Wang Li, Fan Yinghong, Hu Jie, Li Qianqian, Luo Ronghua, Duan Yaping, Xue Jiayi, Ai Tao
Department of Pediatric Respiratory Medicine, Chengdu Women's and Children's Central Hospital, School of Medicine, University of Electronic Science and Technology of China, Chengdu, China.
Transl Pediatr. 2025 Aug 31;14(8):1974-1981. doi: 10.21037/tp-2025-280. Epub 2025 Aug 26.
Coughing, as one of the most common symptoms of the respiratory system in children, has a variety of etiologies. This study aimed to explore the predictive value of fractional exhaled nitric oxide (FeNO) combined with pulmonary ventilation function tests for airway hyperresponsiveness (AHR) in children with chronic cough.
A total of 157 children with chronic cough who visited Chengdu Women and Children's Central Hospital from January 2020 to January 2024 were included. They were divided into a positive bronchial provocation test group (n=69) and a negative bronchial provocation test group (n=88) based on the results of the bronchial provocation test. The pulmonary ventilation function parameters and FeNO levels of the two groups were compared, and the predictive value of each index for AHR was evaluated through the receiver operating characteristic (ROC) curve.

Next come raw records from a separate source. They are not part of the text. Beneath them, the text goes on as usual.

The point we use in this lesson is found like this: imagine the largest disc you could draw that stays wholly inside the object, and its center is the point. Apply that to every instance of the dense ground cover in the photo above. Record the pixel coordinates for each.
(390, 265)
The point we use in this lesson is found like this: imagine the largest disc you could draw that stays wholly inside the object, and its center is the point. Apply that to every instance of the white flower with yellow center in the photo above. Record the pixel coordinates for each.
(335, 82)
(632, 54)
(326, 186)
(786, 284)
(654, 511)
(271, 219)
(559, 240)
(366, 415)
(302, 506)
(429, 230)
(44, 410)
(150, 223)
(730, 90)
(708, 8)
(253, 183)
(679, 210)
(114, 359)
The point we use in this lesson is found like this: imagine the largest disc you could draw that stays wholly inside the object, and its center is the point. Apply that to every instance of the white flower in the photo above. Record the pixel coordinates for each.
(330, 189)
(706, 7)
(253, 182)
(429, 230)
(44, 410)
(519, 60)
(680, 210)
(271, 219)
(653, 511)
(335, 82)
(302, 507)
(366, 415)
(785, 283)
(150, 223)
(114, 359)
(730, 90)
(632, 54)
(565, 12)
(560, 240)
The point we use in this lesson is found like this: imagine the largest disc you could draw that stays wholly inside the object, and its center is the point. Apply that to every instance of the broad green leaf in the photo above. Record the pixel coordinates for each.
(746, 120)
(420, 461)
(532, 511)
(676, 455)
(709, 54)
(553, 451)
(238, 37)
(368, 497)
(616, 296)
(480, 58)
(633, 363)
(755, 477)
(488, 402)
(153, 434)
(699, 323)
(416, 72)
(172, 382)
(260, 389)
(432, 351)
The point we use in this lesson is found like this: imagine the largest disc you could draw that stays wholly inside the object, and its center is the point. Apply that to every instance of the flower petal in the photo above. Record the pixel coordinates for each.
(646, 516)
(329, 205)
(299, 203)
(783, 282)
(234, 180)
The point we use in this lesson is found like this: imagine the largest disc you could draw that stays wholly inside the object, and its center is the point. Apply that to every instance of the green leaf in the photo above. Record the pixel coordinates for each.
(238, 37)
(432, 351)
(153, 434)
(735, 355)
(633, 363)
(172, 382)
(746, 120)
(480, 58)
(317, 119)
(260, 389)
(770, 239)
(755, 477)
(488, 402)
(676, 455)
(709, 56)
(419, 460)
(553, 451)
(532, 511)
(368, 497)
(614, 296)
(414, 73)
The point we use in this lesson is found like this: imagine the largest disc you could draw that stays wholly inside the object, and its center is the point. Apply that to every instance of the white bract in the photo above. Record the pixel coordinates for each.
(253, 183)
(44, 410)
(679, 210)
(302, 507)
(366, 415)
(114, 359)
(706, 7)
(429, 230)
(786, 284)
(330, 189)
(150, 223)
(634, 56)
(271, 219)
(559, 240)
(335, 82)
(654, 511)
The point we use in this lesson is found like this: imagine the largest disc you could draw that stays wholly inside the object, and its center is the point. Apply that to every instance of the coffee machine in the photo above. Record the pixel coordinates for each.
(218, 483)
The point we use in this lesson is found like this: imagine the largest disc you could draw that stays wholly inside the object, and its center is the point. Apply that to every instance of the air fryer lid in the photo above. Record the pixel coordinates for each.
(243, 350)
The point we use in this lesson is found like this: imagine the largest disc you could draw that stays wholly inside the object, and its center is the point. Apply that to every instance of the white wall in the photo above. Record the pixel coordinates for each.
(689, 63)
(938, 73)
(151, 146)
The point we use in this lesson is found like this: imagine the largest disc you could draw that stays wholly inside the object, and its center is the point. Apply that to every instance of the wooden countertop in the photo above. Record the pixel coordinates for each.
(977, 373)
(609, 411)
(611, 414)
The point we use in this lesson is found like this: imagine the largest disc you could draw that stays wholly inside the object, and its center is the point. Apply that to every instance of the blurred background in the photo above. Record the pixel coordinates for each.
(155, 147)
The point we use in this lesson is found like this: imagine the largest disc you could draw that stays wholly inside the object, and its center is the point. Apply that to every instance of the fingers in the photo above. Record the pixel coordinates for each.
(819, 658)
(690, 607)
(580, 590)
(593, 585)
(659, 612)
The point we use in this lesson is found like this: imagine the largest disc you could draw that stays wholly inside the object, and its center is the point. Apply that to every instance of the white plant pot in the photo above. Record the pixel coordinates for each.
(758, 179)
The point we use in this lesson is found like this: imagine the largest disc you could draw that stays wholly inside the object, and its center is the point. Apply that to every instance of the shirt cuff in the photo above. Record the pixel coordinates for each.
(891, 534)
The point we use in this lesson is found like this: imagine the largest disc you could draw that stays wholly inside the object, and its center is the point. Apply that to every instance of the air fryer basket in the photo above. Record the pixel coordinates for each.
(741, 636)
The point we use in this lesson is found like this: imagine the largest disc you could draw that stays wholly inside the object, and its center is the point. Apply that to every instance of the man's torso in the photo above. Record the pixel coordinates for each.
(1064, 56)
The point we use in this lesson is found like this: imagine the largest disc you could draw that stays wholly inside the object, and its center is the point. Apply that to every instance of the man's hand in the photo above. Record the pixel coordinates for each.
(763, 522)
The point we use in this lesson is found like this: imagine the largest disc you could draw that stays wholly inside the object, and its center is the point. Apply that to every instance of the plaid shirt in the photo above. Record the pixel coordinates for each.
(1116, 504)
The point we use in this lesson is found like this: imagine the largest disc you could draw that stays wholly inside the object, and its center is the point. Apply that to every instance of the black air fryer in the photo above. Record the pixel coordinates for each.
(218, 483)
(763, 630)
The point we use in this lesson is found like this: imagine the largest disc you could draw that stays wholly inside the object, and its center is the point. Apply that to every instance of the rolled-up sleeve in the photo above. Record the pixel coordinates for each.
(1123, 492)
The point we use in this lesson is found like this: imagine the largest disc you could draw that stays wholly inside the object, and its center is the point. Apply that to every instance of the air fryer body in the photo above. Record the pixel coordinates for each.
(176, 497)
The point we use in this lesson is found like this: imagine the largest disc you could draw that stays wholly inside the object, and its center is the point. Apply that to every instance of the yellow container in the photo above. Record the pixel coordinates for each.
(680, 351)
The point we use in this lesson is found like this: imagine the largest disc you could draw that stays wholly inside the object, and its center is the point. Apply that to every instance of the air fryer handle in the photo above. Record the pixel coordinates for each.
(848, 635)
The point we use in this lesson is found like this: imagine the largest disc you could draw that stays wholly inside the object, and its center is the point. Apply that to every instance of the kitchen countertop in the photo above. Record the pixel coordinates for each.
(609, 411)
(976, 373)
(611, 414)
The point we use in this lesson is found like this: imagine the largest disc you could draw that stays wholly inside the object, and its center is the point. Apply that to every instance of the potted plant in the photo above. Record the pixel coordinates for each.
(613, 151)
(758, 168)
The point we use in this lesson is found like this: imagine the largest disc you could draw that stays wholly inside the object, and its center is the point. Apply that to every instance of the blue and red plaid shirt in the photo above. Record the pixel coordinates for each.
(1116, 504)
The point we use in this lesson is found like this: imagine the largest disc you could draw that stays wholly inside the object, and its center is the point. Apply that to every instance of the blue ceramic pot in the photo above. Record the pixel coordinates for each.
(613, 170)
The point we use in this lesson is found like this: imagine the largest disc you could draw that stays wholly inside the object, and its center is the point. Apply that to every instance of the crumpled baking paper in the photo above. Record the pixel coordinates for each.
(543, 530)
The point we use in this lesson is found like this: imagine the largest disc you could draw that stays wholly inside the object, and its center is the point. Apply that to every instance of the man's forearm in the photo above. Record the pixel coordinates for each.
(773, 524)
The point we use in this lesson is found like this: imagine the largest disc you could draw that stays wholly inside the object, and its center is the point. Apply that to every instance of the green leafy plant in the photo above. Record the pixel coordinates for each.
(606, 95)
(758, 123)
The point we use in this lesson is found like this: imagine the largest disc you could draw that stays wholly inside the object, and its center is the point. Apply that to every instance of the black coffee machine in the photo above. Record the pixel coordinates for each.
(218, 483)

The forced expiratory volume in the first second (FEV1), FEV1/forced vital capacity (FVC), forced expiratory flow at 25% of FVC exhaled (FEF25), forced expiratory flow at 50% of FVC exhaled (FEF50), forced expiratory flow at 75% of FVC exhaled (FEF75), and maximum mid-expiratory flow (MMEF) of the positive provocation group were significantly lower than those of the negative provocation group, and the FeNO level was significantly higher, with statistically significant differences (P<0.05). Further analysis through the ROC curve revealed that MMEF had the highest predictive efficacy for AHR [area under the curve (AUC) =0.88, 95% confidence interval (CI): 0.82-0.94]; when FeNO was combined with pulmonary ventilation function parameters, the combination of MMEF and FeNO had the best predictive efficacy (AUC =0.91, 95% CI: 0.86-0.96), with optimal cut-off values of 67.05% and 20.50 ppb.

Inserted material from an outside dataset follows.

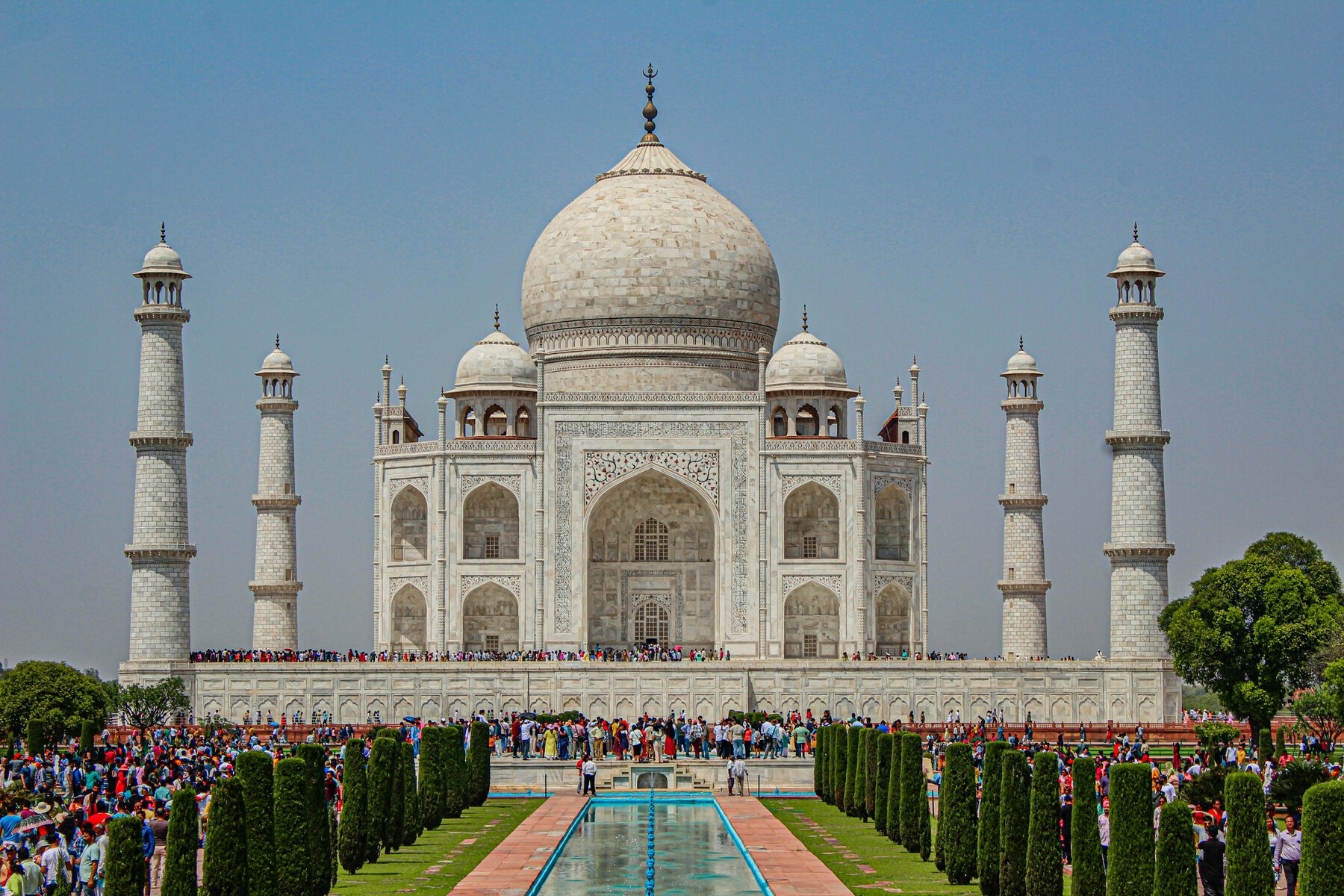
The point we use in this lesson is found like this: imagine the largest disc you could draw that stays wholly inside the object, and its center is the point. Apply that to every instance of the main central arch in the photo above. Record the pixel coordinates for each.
(652, 568)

The combination of FeNO and MMEF can effectively predict AHR in children with chronic cough and has significant clinical value for the differential diagnosis of chronic cough etiology.

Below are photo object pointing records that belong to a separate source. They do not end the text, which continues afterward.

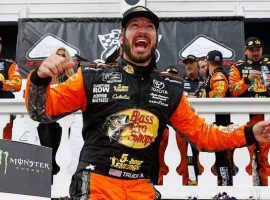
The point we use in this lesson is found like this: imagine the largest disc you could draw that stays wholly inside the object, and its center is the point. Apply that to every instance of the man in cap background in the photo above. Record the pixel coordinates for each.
(192, 79)
(10, 81)
(246, 80)
(217, 86)
(125, 110)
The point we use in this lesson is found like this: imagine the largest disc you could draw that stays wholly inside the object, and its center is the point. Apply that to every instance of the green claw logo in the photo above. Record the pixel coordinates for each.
(3, 160)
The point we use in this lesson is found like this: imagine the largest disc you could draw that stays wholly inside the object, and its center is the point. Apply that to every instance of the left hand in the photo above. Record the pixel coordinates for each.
(261, 131)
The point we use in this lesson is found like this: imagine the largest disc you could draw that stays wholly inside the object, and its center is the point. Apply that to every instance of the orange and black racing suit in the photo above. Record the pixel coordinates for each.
(241, 86)
(10, 81)
(125, 110)
(191, 87)
(217, 86)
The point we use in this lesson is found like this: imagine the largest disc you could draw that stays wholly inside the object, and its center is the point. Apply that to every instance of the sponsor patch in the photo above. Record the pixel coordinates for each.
(100, 93)
(135, 128)
(120, 88)
(114, 77)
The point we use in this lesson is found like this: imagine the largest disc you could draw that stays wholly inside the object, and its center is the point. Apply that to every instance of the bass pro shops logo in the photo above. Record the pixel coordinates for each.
(3, 161)
(110, 43)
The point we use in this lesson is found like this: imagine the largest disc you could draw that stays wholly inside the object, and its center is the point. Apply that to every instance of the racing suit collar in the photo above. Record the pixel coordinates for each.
(135, 69)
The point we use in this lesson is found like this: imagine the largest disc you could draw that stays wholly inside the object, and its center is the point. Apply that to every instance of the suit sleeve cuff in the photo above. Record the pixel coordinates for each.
(249, 135)
(39, 81)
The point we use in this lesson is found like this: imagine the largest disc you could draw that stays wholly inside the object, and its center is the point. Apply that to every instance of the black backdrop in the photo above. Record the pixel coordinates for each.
(96, 38)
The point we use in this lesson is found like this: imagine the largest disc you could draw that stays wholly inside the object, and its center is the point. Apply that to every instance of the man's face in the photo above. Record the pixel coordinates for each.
(254, 54)
(203, 68)
(139, 41)
(192, 69)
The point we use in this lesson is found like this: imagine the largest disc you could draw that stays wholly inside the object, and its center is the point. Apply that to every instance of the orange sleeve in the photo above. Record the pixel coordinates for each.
(206, 137)
(219, 85)
(237, 83)
(14, 82)
(60, 100)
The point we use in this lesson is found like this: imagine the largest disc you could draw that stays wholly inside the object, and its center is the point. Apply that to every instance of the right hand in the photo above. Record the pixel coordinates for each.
(254, 74)
(53, 65)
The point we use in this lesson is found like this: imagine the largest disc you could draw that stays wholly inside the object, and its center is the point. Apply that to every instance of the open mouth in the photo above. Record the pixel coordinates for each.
(141, 43)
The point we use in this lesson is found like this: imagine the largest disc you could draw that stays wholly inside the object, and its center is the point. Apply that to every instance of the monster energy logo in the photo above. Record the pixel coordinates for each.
(3, 160)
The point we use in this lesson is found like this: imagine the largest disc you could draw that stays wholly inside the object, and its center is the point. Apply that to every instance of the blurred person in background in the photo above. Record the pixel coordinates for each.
(193, 82)
(251, 78)
(204, 71)
(217, 86)
(126, 108)
(10, 81)
(50, 133)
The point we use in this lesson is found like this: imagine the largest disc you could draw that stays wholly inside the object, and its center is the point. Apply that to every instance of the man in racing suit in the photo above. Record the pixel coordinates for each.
(217, 86)
(251, 78)
(125, 108)
(10, 81)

咳嗽是儿童呼吸系统最常见的症状之一,病因多样。本研究旨在探讨呼出一氧化氮分数(FeNO)联合肺通气功能测试对慢性咳嗽儿童气道高反应性(AHR)的预测价值。
纳入2020年1月至2024年1月期间就诊于成都妇女儿童中心医院的157例慢性咳嗽儿童。根据支气管激发试验结果将其分为支气管激发试验阳性组(n = 69)和支气管激发试验阴性组(n = 88)。比较两组的肺通气功能参数和FeNO水平,并通过受试者操作特征(ROC)曲线评估各指标对AHR的预测价值。
阳性激发组的第1秒用力呼气容积(FEV1)、FEV1/用力肺活量(FVC)、呼出FVC 25%时的用力呼气流量(FEF25)、呼出FVC 50%时的用力呼气流量(FEF50)、呼出FVC 75%时的用力呼气流量(FEF75)以及最大呼气中期流量(MMEF)均显著低于阴性激发组,且FeNO水平显著更高,差异有统计学意义(P<0.05)。通过ROC曲线进一步分析发现,MMEF对AHR的预测效能最高[曲线下面积(AUC)=0.88,95%置信区间(CI):0.82 - 0.94];当FeNO与肺通气功能参数联合时,MMEF与FeNO联合的预测效能最佳(AUC =0.91,95% CI:0.86 - 0.96),最佳截断值分别为67.05%和20.50 ppb。
FeNO与MMEF联合可有效预测慢性咳嗽儿童的AHR,对慢性咳嗽病因的鉴别诊断具有重要临床价值。